The rest of the section uses the term "position" in a way that makes me believe they are referring to the entire state of the game. For a game like chess, this would be the state of the board itself: what pieces are where.

From there, the authors go on to discuss move/2 and move/3 , which are defined thusly:

It is convenient to separate the choice of the move by choose_move/3 from its execution by move/3

And then later on page 403,

The predicate move(Position, Move) is true if Move is a possible move from the current position.

Taken together, this all suggests to me that they expect a Position to be the complete chess board (I think you're playing chess, are you?) and Move to be a legitimate move, for the purposes of defining move/2 , and then move/3 is just move/2 , returning the resultant board. In other words, the initial chessboard might look something like this:

starting_board([[b-r, b-b, b-n, b-q, b-k, b-n, b-b, b-r],
                [b-p, b-p, b-p, b-p, b-p, b-p, b-p, b-p],
                [nil, nil, nil, nil, nil, nil, nil, nil],
                [nil, nil, nil, nil, nil, nil, nil, nil],
                [nil, nil, nil, nil, nil, nil, nil, nil],
                [nil, nil, nil, nil, nil, nil, nil, nil],
                [w-p, w-p, w-p, w-p, w-p, w-p, w-p, w-p],
                [w-r, w-b, w-n, w-q, w-k, w-n, w-b, w-r]]).    

This is how I might set it up; doubtless there are probably more efficient or wiser ways of doing it, but the point is, your Position values should always encompass the whole state of the board like this. In fact, it may need to include other information, like whose turn it is, or if you wanted to keep a log of each move, you could throw that in there as well.

From here, you're prepared to write move/2 and move/3 . I would be inclined (for didactic purposes) to just write move/3 and use that to build move/2 but for efficiency you probably want to do them separately. I'm bad enough at chess that I'm going to stop here (that and I am not convinced you're doing chess anyway). But basically, what you want is to see that move(StartPosition, Move, NewPosition) , given a start position, will unify Move with some sort of short description of the move and NewPosition with the whole board state after having made that move, so you get a before-and-after snapshot.
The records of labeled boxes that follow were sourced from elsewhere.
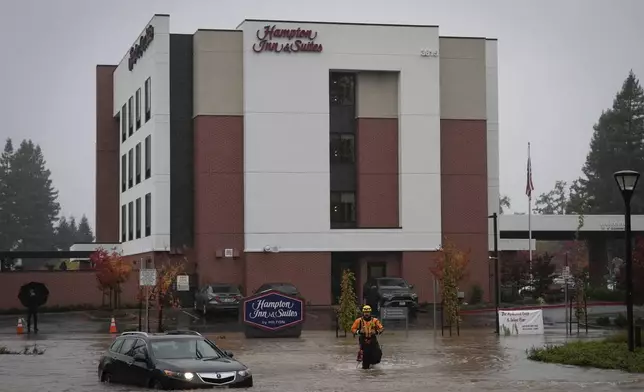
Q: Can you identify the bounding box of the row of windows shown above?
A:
[121,78,152,142]
[121,135,152,192]
[121,193,152,242]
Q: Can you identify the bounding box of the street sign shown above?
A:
[139,268,157,286]
[177,275,190,291]
[561,266,570,280]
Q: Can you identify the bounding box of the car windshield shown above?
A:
[378,278,408,287]
[151,339,221,359]
[210,284,239,293]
Once you have these parts built I think you can mostly use the book code as-is.

I think you basically had a few misunderstandings:

  1. The board is not a predicate with multiple solutions. It's a data structure you create that represents the whole story of what's going on.
  2. Dynamic predicates do not form a list. It's true that you can have multiple solutions and that they have an order, it is not a convenient data structure for the kinds of manipulations you're going to need to do.
  3. I really don't think you want to mix those two ideas together and see what falls out.